Per gli svizzeri attaccati all'independenza e alle tradizioni del loro paese questo, almeno politicamente parlando, non è un periodo felice. Prima il parlamento applica, per usare un eufemismo, in modo molto parziale l'iniziativa che chiedeva un'immigrazione autonoma dall'UE, poi è stata affossata l'iniziativa che chiedeva la supremazia della legge svizzera su quella internazionale e appena qualche mese fa è stata approvata la legge che inasprisce il diritto a possedere armi.
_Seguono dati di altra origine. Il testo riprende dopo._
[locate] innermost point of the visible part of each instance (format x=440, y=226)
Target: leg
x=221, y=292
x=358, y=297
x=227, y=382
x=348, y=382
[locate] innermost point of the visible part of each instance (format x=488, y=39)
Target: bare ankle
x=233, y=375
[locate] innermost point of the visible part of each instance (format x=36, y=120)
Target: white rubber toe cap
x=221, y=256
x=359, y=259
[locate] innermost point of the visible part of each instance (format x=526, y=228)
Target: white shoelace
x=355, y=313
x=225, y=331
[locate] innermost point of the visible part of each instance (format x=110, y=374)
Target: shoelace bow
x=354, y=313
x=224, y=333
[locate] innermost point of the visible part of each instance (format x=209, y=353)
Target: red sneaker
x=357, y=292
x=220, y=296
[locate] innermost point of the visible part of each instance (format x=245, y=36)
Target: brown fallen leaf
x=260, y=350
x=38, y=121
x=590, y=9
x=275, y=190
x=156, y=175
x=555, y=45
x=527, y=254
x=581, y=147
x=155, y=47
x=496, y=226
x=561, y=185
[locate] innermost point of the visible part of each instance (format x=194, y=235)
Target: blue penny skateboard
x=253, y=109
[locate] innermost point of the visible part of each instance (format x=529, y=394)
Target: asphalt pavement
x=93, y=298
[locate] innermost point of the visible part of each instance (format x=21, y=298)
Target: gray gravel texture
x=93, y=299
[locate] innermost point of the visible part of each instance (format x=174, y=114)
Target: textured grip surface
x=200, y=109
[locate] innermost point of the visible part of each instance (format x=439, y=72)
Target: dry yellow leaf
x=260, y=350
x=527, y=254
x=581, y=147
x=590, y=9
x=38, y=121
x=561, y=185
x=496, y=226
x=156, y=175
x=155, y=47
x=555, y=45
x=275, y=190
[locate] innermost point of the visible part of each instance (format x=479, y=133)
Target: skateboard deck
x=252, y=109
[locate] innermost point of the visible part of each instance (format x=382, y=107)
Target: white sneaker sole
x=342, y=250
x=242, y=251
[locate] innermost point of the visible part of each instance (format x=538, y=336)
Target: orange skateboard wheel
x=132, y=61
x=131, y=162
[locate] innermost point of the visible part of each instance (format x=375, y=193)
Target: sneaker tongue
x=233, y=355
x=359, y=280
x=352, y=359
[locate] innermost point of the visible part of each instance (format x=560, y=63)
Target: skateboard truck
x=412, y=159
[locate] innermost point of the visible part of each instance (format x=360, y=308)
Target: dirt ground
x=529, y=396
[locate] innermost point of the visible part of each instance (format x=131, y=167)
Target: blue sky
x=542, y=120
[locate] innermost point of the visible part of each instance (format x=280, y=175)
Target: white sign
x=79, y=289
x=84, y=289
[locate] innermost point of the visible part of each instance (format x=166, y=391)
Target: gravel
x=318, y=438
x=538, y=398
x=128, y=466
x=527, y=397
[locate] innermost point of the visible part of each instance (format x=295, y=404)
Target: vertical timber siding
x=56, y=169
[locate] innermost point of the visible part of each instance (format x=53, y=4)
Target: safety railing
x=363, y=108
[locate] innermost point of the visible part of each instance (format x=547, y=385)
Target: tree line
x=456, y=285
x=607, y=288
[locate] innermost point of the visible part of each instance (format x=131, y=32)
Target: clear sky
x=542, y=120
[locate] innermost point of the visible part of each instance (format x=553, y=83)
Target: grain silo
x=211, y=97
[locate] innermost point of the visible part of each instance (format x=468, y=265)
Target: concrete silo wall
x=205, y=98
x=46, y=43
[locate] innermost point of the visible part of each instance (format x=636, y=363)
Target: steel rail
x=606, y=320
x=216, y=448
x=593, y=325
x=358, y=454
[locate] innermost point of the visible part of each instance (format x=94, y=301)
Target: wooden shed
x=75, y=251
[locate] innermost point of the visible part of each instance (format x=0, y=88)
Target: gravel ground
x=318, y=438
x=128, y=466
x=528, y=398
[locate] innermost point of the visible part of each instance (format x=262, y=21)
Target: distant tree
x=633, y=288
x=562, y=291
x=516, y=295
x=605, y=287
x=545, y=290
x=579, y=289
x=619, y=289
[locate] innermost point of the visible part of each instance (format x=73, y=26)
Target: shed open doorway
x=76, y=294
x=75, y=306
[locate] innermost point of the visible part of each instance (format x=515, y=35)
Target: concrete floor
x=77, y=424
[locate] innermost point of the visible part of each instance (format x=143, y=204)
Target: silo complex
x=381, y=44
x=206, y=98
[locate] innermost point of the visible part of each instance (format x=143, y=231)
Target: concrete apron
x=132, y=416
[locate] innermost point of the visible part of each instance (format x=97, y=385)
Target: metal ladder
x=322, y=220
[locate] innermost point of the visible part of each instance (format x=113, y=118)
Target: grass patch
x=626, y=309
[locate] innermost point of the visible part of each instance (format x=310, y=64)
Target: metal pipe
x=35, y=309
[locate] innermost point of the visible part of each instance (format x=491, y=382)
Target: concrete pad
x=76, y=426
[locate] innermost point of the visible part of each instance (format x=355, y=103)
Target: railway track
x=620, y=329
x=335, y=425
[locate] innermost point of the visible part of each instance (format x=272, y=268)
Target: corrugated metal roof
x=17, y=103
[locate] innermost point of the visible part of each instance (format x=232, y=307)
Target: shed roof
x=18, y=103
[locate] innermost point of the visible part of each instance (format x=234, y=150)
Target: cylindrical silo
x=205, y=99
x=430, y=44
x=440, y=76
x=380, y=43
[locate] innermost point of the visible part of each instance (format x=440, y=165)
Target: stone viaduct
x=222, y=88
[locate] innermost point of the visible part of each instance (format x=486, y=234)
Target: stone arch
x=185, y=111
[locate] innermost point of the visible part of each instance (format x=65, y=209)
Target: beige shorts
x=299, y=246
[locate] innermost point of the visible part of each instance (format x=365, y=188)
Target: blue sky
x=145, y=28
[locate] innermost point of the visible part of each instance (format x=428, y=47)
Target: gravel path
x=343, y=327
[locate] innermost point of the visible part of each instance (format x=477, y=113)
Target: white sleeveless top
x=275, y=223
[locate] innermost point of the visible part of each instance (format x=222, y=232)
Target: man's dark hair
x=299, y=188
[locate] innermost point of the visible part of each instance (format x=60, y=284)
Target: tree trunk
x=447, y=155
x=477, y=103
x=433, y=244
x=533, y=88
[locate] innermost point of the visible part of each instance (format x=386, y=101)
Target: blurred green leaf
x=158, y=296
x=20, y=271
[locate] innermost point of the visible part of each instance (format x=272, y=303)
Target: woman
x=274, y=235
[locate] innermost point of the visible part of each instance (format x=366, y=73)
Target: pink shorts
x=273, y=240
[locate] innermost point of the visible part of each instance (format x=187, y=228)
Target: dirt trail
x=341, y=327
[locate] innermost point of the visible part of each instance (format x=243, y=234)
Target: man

Crede che questa tendenza continuerà o ci si può aspettare un cambiamento in questo senso?

Come detto, nelle prossime elezioni federali ci si gioca l’esistenza del Paese. Urge quindi una scelta di campo chiara sul tema fondamentale dei rapporti con l’ UE: sovranità o sudditanza? Se gli elettori continueranno a votare sempre gli stessi partiti e gli stessi politicanti euroturbo, le cose non potranno che andare peggio. Occorre una presa di coscienza, per usare un parolone.

Per finire, ci può dire due o tre cose che si auspica per la Svizzera nel prossimo futuro?

Ce ne sarebbero molte… limitandomi poche cose, direi queste. Prima di tutto mi auguro che non venga sottoscritto lo sconcio accordo quadro istituzionale che ci ridurrebbe ad una colonia dell’UE, e nemmeno il patto ONU sulla migrazione (al momento imboscato in un cassetto in vista delle elezioni, ma ne verrà estratto subito dopo), e che la popolazione voti a favore della disdetta della libera circolazione delle persone. Poi mi auguro che si cominci a tagliare drasticamente sui regali all’estero e sulla spesa per i migranti economici per far confluire quanto risparmiato a queste voci nelle casse dell’AVS. E – “per ultimo ma non certo da ultimo” - che si trovi finalmente un sistema per rendere sostenibili i premi di assicurazione malattia, arginando lo strapotere delle lobby cassamalatare (uno dei massimi esponenti è l’attuale ministro degli esteri PLR).